In principle-based learning, the focus is on presenting the principles involved, with the instructor facilitating the training. Students are encouraged to ask questions and try different options to determine what works best for them. Each student can adapt the principles to fit their style and internalise it in a way that does work best for them and which then becomes part of their style. Later experiences will allow them to refine their style over time while still following the original principles. When new information becomes available, it is presented to them and they can make use of this information to further improve their skills.
Here is a useful training concept. Don’t have just one way of doing things. Teach techniques that have been tested and stood the test of time and performance to those who demonstrate they have the skills to master them. Then, teach alternate techniques to those who can’t execute them well and, for those who demonstrate poor motor ability and aptitude, teach a way that will work for them.
All students are not created equal. Don’t handicap a superior performer with inferior technique for the sake of dumbing down to the lowest common denominator.

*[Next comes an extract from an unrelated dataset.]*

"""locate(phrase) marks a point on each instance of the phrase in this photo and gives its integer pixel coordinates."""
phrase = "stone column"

This works for students of all abilities and skill levels, from the basic to the advanced student. During the training, encourage experimentation with feedback, when needed. Let them process it for a while without interfering with the learning. Then take questions, establish dialogue and do it some more. After accomplishing the task, move forward.
In reality-based training scenarios, situational awareness and critical thinking skills are used to assess the situation and then make the correct choice, based on tactical and critical thinking principles, not situation-specific techniques and recipes. Teach tactical principles and show how to apply the technical skills within the situation. Here, situational awareness and critical thinking skills are emphasised to allow the student to make good choices when it comes to execution. Tactical or emergency reload? Stay here, or move? Take a knee, or not? Shoot, or not? Critical thinking under duress is the key. Make the mistakes here, do it again, make a better choice. Stay flexible, stay engaged, solve the problem and survive/win the encounter.

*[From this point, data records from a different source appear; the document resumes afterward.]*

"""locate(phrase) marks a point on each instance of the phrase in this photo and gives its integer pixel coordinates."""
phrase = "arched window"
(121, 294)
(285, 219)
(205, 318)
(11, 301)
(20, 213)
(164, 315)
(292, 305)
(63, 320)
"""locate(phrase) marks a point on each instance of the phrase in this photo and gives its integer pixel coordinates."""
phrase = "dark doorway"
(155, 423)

The interesting part is that it generally doesn’t take very much longer to do it this way. It is how instructors structure the learning, the environment and the freedom to ask questions, including the all-important, what if?
All officers are not created equal, and one model does not fit everyone. The aim of professional instructors is to develop individuality and flexibility in students, and to encourage analysis and experimentation. A flexible, analytical mindset is crucial to survivability in the operational environment. Present options within established operational and lawful parameters, and let the officers decide for themselves what works best for them. After all, if you don’t trust them to make these choices, why would you trust them with operational duty?